The funeral was held at 3 p.m. Sunday at Pigott Branch Church with the Rev. Marcus Rushing presiding. There were two pallbearers, and a lady sang “Gathering Flowers for the Master’s Bouquet” or some similar title. It was a very appropriate song as this little girl who never had the pleasure of kicking her tiny feet, crawling on the floor or walking a step certainly was a special flower for the Master.
She now could have a brand-new body and hop and skip merrily about in heaven with her sister, Ouida Nell, who had died seven years before. These were two perfect angels uncorrupted by the world as their little life spans were very short on this earth.
Many people came to me in the graveyard and said that she was better off. I knew that was true, but it still did not ease the pain of parting with a child who was nothing but a bundle of love.
Several weeks later, Daddy dreamed that he saw a little girl standing in his bedroom in a white dress. He watched her walk through the doorway and toward the fireplace. Then she disappeared. He told us about the dream and showed us where he saw her standing. There in the linoleum rug, near the fireplace, was an imprint that looked like a tiny baby footprint. Coincidence? I do not know.

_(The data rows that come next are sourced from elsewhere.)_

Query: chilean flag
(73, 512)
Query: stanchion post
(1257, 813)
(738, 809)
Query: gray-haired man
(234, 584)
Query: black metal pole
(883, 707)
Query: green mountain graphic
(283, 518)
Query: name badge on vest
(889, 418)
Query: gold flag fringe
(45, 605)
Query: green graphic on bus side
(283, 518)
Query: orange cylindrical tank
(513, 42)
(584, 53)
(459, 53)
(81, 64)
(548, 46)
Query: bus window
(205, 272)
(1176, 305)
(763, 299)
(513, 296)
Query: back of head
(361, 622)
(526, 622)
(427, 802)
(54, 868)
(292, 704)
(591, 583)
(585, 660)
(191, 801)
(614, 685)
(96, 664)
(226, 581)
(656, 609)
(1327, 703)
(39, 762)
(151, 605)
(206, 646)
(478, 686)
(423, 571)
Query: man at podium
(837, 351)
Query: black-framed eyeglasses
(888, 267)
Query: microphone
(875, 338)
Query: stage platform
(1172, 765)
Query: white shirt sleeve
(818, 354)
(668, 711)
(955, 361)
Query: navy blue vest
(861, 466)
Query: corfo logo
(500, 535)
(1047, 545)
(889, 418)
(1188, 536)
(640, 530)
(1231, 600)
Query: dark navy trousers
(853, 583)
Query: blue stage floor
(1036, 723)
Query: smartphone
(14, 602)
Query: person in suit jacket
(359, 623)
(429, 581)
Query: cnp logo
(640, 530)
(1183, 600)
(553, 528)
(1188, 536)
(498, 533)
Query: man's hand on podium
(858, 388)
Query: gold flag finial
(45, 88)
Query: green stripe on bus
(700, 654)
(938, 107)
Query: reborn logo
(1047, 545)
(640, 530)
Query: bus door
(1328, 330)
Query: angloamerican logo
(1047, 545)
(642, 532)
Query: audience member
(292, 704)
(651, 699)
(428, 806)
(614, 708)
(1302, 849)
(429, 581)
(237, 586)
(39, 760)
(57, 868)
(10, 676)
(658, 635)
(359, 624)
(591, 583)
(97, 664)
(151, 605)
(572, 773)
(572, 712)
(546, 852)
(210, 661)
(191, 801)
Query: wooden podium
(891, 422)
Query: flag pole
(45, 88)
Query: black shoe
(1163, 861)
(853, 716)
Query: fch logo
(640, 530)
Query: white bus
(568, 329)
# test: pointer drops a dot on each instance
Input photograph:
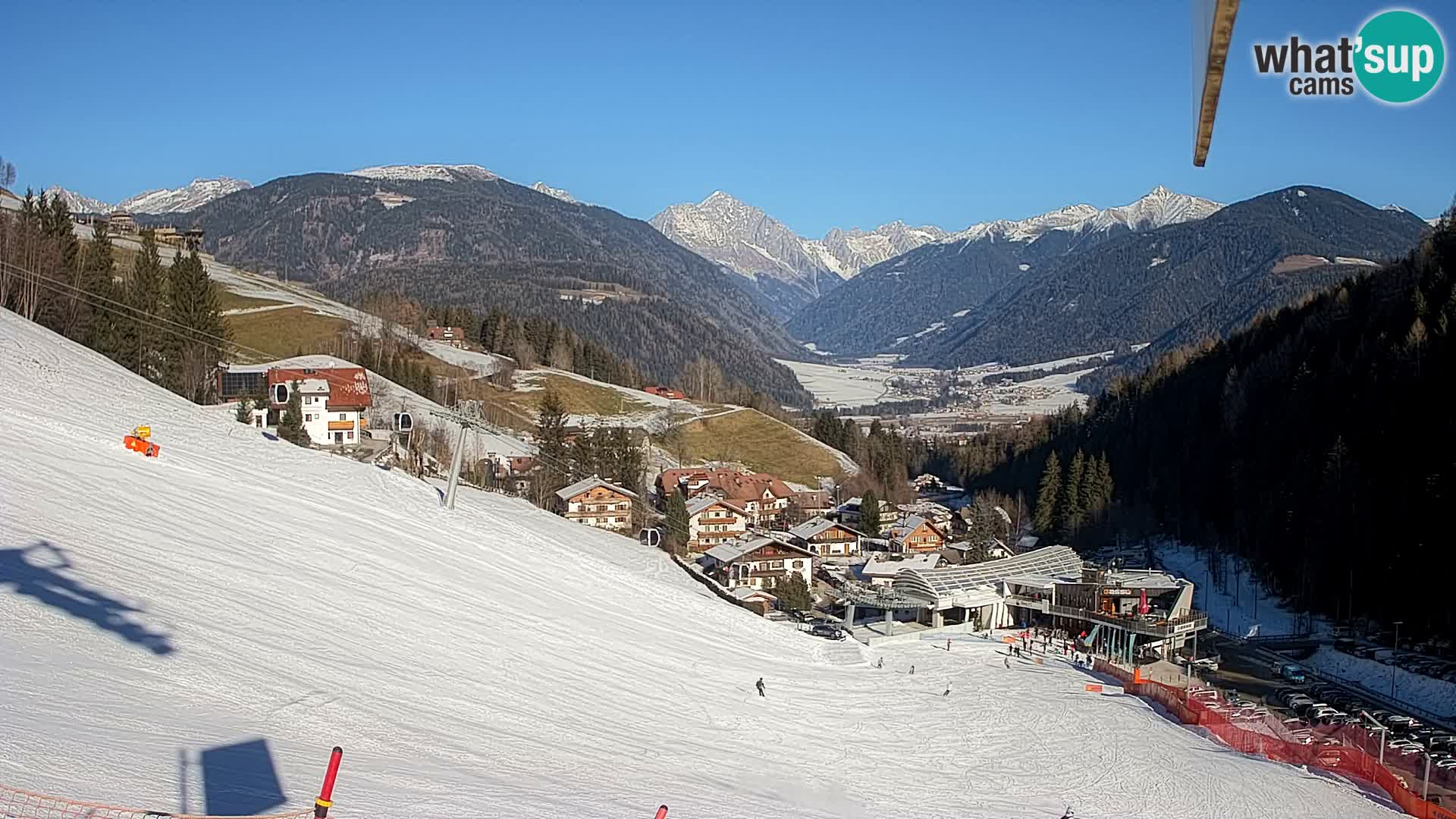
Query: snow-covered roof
(734, 550)
(590, 484)
(704, 502)
(817, 525)
(746, 594)
(935, 583)
(886, 567)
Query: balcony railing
(1153, 627)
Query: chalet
(758, 563)
(334, 401)
(849, 513)
(928, 484)
(755, 599)
(598, 503)
(121, 222)
(932, 512)
(452, 335)
(918, 535)
(826, 538)
(813, 503)
(764, 497)
(881, 570)
(712, 521)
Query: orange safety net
(1350, 751)
(24, 805)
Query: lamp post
(1392, 659)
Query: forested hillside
(479, 241)
(1180, 283)
(1315, 445)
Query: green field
(759, 442)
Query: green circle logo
(1400, 55)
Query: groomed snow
(1436, 695)
(492, 661)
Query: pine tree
(676, 526)
(794, 594)
(146, 297)
(290, 426)
(194, 350)
(870, 513)
(551, 444)
(1074, 499)
(584, 457)
(111, 328)
(1049, 494)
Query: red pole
(321, 806)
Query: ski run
(494, 661)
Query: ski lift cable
(223, 344)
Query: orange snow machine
(139, 441)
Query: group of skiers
(1015, 651)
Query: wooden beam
(1220, 36)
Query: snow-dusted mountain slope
(494, 661)
(753, 243)
(1156, 209)
(188, 197)
(76, 202)
(422, 172)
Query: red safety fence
(1350, 751)
(24, 805)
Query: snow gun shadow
(44, 580)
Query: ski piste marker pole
(321, 806)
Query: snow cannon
(140, 441)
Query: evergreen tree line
(887, 458)
(563, 458)
(1076, 500)
(162, 322)
(1310, 447)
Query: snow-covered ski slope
(492, 661)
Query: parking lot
(1251, 689)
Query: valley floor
(494, 661)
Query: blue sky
(823, 114)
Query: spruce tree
(1074, 500)
(676, 525)
(794, 594)
(870, 513)
(551, 444)
(196, 349)
(146, 297)
(1049, 496)
(290, 426)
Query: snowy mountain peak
(188, 197)
(1156, 209)
(77, 203)
(425, 172)
(554, 193)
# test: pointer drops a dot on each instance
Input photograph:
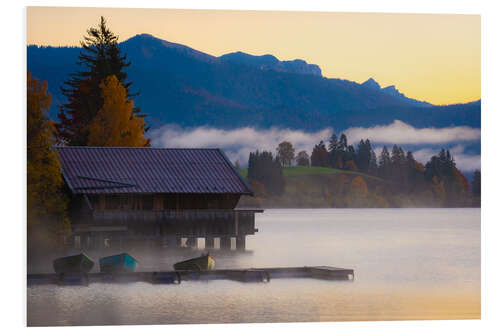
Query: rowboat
(80, 263)
(119, 263)
(203, 263)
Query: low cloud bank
(401, 133)
(465, 162)
(238, 143)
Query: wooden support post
(192, 242)
(225, 242)
(240, 242)
(209, 242)
(172, 241)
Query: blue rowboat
(119, 263)
(203, 263)
(80, 263)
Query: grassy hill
(316, 187)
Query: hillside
(313, 187)
(181, 85)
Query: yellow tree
(45, 196)
(115, 124)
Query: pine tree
(385, 163)
(476, 184)
(100, 58)
(373, 166)
(115, 124)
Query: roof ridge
(117, 147)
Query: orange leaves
(115, 124)
(45, 199)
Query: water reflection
(409, 264)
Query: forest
(341, 176)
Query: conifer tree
(115, 124)
(100, 58)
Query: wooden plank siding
(182, 223)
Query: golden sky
(432, 57)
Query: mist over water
(409, 264)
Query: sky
(431, 57)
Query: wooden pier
(172, 277)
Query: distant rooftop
(93, 170)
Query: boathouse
(168, 197)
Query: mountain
(392, 91)
(178, 84)
(270, 62)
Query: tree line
(405, 179)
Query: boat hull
(79, 263)
(203, 263)
(120, 263)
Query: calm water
(409, 264)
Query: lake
(409, 264)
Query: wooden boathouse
(121, 196)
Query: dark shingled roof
(149, 170)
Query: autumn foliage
(46, 200)
(116, 124)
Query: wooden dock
(172, 277)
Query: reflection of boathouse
(122, 195)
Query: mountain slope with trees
(180, 85)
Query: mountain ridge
(181, 85)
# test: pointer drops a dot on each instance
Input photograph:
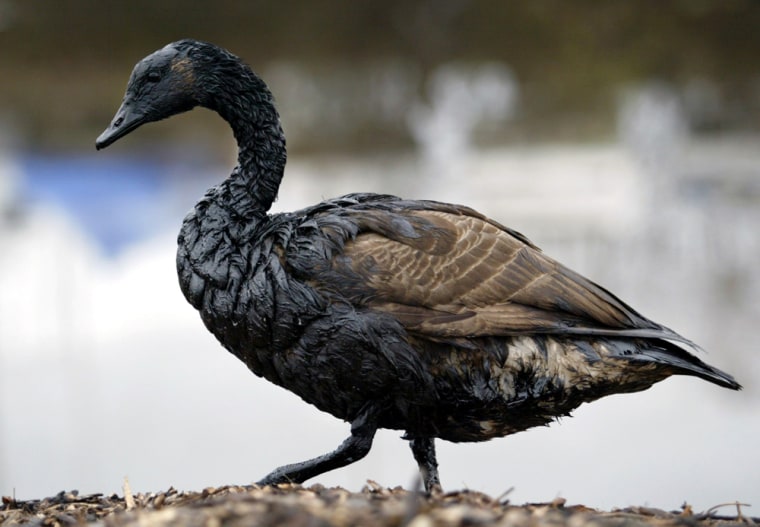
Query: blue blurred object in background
(116, 200)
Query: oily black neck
(245, 102)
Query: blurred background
(621, 137)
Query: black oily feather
(381, 311)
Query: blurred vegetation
(64, 64)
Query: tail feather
(682, 362)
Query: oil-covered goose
(418, 316)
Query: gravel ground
(317, 506)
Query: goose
(411, 315)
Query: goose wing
(447, 271)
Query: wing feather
(447, 271)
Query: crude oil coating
(419, 316)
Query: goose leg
(423, 449)
(354, 448)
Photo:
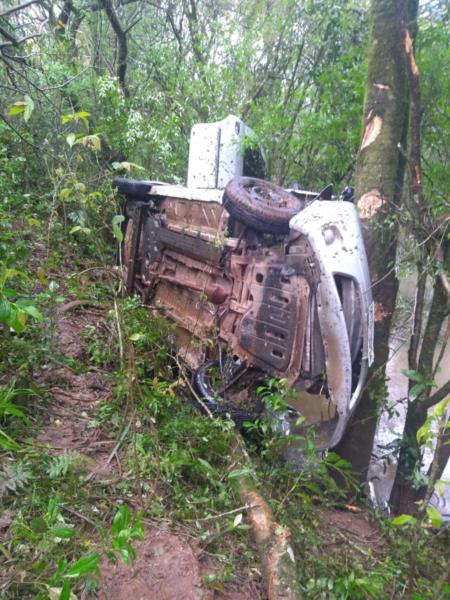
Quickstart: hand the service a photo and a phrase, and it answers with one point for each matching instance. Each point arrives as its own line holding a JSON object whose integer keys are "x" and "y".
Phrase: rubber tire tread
{"x": 258, "y": 216}
{"x": 134, "y": 188}
{"x": 206, "y": 393}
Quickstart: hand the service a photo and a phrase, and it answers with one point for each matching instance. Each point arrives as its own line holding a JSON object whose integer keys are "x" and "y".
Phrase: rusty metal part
{"x": 256, "y": 295}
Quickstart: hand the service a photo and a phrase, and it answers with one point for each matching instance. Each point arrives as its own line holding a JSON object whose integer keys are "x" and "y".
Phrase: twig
{"x": 228, "y": 512}
{"x": 63, "y": 308}
{"x": 79, "y": 515}
{"x": 119, "y": 332}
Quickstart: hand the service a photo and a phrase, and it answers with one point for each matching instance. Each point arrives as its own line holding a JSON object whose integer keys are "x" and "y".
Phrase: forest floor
{"x": 170, "y": 563}
{"x": 104, "y": 435}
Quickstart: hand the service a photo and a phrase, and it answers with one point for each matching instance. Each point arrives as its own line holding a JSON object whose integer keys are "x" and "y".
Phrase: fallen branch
{"x": 63, "y": 308}
{"x": 272, "y": 539}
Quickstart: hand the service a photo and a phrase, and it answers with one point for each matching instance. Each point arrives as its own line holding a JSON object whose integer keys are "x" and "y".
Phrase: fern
{"x": 60, "y": 465}
{"x": 13, "y": 477}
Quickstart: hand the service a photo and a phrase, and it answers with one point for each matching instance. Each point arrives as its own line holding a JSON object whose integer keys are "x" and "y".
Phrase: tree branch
{"x": 13, "y": 9}
{"x": 437, "y": 397}
{"x": 121, "y": 41}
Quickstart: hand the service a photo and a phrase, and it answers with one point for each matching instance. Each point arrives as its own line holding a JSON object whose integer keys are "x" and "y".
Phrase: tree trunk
{"x": 379, "y": 177}
{"x": 403, "y": 497}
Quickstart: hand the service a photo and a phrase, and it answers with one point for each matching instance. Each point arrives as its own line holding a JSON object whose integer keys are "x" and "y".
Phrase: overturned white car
{"x": 260, "y": 282}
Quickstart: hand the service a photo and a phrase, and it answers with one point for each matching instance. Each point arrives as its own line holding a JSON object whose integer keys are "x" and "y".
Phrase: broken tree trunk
{"x": 272, "y": 539}
{"x": 378, "y": 178}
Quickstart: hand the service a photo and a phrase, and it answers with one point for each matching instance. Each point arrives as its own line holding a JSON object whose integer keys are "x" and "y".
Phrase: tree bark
{"x": 379, "y": 178}
{"x": 403, "y": 497}
{"x": 121, "y": 43}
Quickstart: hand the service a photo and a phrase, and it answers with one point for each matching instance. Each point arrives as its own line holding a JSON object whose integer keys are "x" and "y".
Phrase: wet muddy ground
{"x": 391, "y": 426}
{"x": 169, "y": 563}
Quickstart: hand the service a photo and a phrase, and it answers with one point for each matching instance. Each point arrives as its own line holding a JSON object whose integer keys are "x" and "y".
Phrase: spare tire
{"x": 260, "y": 204}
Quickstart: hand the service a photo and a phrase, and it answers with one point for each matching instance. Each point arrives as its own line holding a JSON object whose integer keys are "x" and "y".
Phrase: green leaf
{"x": 39, "y": 525}
{"x": 413, "y": 375}
{"x": 416, "y": 390}
{"x": 29, "y": 107}
{"x": 95, "y": 142}
{"x": 17, "y": 319}
{"x": 206, "y": 466}
{"x": 83, "y": 566}
{"x": 5, "y": 309}
{"x": 121, "y": 519}
{"x": 237, "y": 520}
{"x": 117, "y": 231}
{"x": 65, "y": 533}
{"x": 17, "y": 108}
{"x": 65, "y": 591}
{"x": 30, "y": 309}
{"x": 403, "y": 520}
{"x": 434, "y": 515}
{"x": 81, "y": 229}
{"x": 245, "y": 472}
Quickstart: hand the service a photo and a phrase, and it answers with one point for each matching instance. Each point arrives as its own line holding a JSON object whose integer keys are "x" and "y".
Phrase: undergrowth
{"x": 58, "y": 522}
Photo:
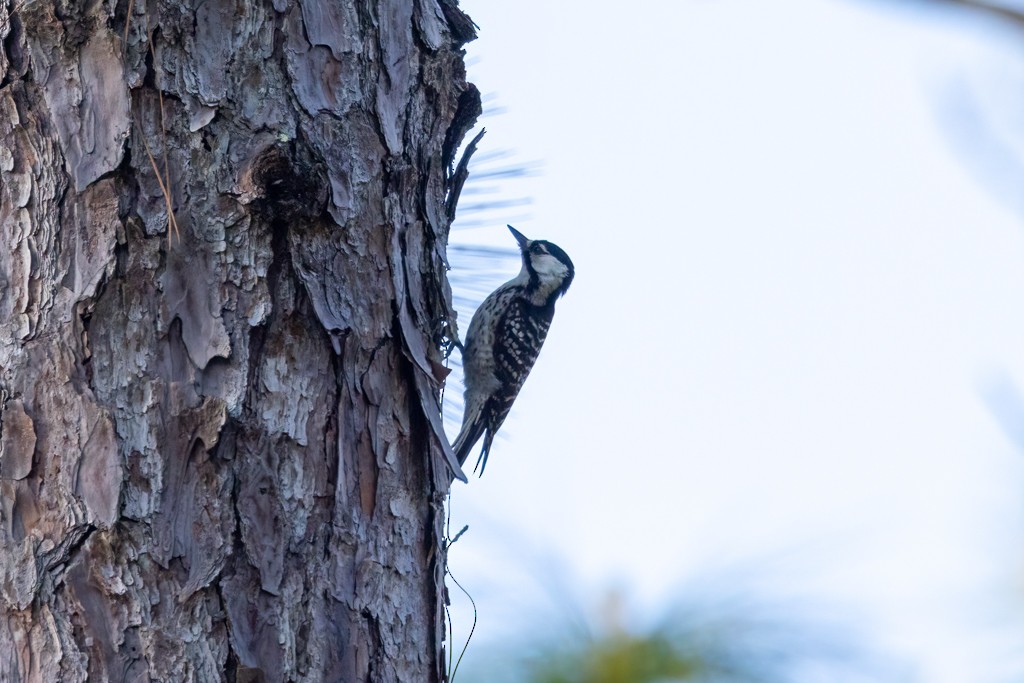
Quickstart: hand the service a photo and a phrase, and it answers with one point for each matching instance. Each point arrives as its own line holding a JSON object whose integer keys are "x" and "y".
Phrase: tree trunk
{"x": 221, "y": 301}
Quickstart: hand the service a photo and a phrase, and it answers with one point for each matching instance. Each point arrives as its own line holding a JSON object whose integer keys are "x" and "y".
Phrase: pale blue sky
{"x": 795, "y": 284}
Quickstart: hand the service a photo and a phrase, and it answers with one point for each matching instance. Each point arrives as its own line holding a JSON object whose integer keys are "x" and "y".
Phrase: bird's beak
{"x": 520, "y": 238}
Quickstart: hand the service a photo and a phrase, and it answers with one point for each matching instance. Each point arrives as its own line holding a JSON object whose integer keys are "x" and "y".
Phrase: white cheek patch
{"x": 547, "y": 266}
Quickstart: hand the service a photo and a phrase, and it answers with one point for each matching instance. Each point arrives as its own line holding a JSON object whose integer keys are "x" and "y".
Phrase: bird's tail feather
{"x": 467, "y": 438}
{"x": 481, "y": 462}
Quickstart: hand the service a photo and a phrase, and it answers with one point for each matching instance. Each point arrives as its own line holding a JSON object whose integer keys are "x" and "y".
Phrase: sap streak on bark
{"x": 196, "y": 302}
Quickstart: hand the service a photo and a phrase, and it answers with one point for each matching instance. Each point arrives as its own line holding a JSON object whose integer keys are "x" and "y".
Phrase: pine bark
{"x": 220, "y": 454}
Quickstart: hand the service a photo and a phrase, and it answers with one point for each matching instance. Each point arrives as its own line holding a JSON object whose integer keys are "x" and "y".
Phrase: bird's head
{"x": 549, "y": 267}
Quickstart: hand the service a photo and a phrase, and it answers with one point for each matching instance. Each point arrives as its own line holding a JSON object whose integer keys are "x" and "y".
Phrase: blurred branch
{"x": 1000, "y": 11}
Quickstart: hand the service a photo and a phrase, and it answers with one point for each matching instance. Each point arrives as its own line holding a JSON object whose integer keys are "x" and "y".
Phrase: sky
{"x": 794, "y": 349}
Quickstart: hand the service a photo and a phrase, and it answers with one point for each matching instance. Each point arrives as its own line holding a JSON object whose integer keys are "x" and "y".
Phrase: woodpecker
{"x": 505, "y": 338}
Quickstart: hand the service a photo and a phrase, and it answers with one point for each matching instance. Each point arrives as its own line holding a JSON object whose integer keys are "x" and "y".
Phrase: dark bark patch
{"x": 288, "y": 184}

Fifty years have passed since the birth of Marilyn Kay. Many changes have occurred in the medical field and much has been learned about spina bifida. Children do survive with it now but usually have to undergo many surgeries over the years. One of our former state representatives was born with it, and he told me that it takes much suffering, endurance, pain, prayers, money and many operations to survive it.
We did what we could at the time with no medical insurance or children’s medical charities to help. No child ever could have received any more love than we gave our little angel, Marilyn Kay! The joyful sound of her laughter and the radiant smile on her face filled our hearts with joy day by day as we took care of her, and her sweet memory will linger with us forever.